Rapporto Cave 2011
L’Emilia Romagna regione più virtuosa rispetto al recupero di aree dismesse ma ai primi posti nei quantitativi estratti
Presentato oggi a Roma il rapporto nazionale di Legambiente
E’ stato presentato oggi a Roma il rapporto Cave 2011, che mostra i numeri, il quadro normativo, il punto sull’impatto economico e ambientale dell’attività estrattiva nelle diverse regioni italiane, sottolineandone i danni ambientali ed economici per il nostro Paese a solo vantaggio dei cavatori.
Le cave attive in Italia sono 5.759, un dato costante da alcuni anni a questa parte, mentre sono 12.325 quelle dismesse nelle Regioni in cui esiste un monitoraggio.

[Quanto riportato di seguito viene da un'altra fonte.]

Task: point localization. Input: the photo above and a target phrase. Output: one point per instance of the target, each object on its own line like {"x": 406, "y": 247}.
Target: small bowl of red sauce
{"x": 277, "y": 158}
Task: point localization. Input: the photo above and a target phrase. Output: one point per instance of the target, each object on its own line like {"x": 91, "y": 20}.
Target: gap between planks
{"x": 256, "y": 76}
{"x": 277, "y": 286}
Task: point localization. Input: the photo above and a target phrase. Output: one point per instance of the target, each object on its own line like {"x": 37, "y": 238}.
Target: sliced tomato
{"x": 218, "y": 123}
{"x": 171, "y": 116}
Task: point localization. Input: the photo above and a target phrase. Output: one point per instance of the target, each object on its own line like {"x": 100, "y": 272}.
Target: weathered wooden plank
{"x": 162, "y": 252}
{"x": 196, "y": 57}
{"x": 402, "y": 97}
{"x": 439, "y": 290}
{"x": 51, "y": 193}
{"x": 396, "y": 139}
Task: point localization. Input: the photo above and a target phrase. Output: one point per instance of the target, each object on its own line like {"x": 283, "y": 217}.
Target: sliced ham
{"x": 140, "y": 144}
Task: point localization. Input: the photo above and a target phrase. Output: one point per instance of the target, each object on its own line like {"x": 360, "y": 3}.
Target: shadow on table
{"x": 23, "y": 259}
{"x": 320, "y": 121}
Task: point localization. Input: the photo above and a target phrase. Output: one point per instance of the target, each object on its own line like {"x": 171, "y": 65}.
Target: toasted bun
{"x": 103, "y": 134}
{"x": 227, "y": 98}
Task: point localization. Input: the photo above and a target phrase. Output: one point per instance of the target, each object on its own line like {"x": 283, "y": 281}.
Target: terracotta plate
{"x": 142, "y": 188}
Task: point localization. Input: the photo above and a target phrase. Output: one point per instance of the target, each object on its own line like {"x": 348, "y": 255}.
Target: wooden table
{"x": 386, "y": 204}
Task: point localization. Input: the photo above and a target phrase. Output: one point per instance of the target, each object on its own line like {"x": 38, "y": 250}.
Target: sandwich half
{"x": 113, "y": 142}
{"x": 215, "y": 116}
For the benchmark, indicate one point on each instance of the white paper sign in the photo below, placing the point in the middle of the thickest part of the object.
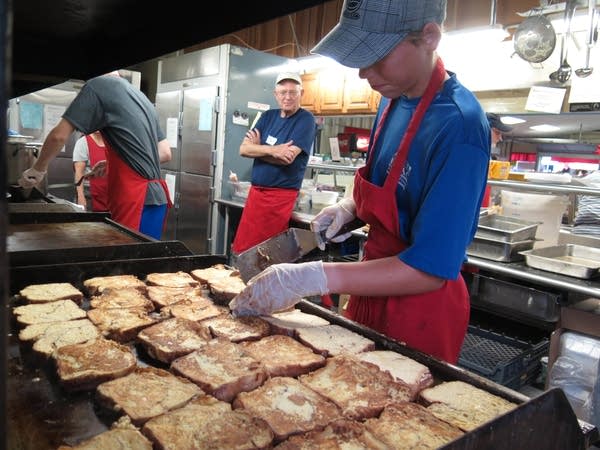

A queste ultime sarebbe importante poter sommare le cave abbandonate di Sicilia, Calabria, Abruzzo e Friuli Venezia Giulia, il che porterebbe il dato a superare di gran lunga le 15 mila cave dismesse.
Numeri sicuramente da capogiro, le cui capolista sono Sicilia, Veneto e Lombardia, con più di 500 cave attive, seguite da Piemonte, Toscana, Lazio e Campania, quest’ultima con una forte presenza di cave abusive; le regioni invece con minor presenza di attività estrattiva sono Liguria, Friuli, Molise, Basilicata e Valle D’Aosta.Legate poi al problema delle cave dismesse sono soprattutto Lombardia, Veneto, Campania, Provincia di Trento, Marche e Toscana, tutte al di sopra delle mille unità.
Per quanto riguarda l’Emilia Romagna, le buone pratiche di recupero delle cave dismesse e la pianificazione, il buon sistema sanzionatorio sui reati e la proposta di innalzamento dei canoni per le attività estrattive approvata dall’Assemblea legislativa regionale la rendono praticamente la regione più virtuosa.
Esempio concreto di ciò è il Progetto SARMa (Sustainable Aggregates Resource Management), i cui protagonisti sono la Regione Emilia-Romagna, unitamente alle Province ed in particolare a quella di Parma, finanziato dall’Unione Europea, nato con l’obiettivo di promuovere la gestione sostenibile delle risorse inerti mediante il contrasto alle illegalità, la riduzione degli impatti ambientali ed una futura armonizzazione della normativa tra gli Stati europei; il progetto prevede soprattutto la messa in pratica di tecniche innovative per il recupero delle aree di cava abbandonate (tra cui le aree golenali del fiume Po) e lo sviluppo di sistemi per il riciclo del materiale inerte.
Per rimanere sul buon esempio dato dall’Emilia Romagna, su tutte vale l’esperienza di Montechiarugolo (PR) dove è stato installato una parco fotovoltaico, i cui pannelli, con una potenza complessiva di 1,8 MW, consentono di superare la quota di 500 Tep di risparmio energetico annuo e di ricavare dal sole il 130% dell’energia elettrica consumata dal Comune.
Tuttavia, se la nostra zona si distingue per recupero di aree dismesse e pratiche virtuose, è di certo fra quelle che contribuiscono ad un quadro nazionale in cui, per sabbia e ghiaia estratte, si arriva nel 2011 a superare gli 89 milioni di metri cubi cavati, che sarebbero di più se non vi fosse stata la crisi economica, da utilizzarsi soprattutto nel settore edilizio.
La nostra Regione estrae infatti circa 8 milioni di m3 di sabbia e ghiaia in un anno, e un milione e 250 mila m3 di argilla (su un totale nazionale di 8 milioni), materiale per cui detiene il primato di estrazione in Italia.
Per Legambiente uno dei passi fondamentali necessari per invertire un processo ormai datato e che manifesta sempre maggiori effetti negativi sul territorio è quello di emanare al più presto una Legge Quadro Nazionale, concertata con le Regioni, che stabilisca in maniera omogenea per tutto il Paese i criteri, i limiti ed i canoni minimi con i quali regolare il settore estrattivo che dovranno perlomeno, in una fase iniziale, attestarsi al 10% del valore commerciale dei materiali estratti, per poi aumentare gradualmente e raggiungere un livello pari al 20%.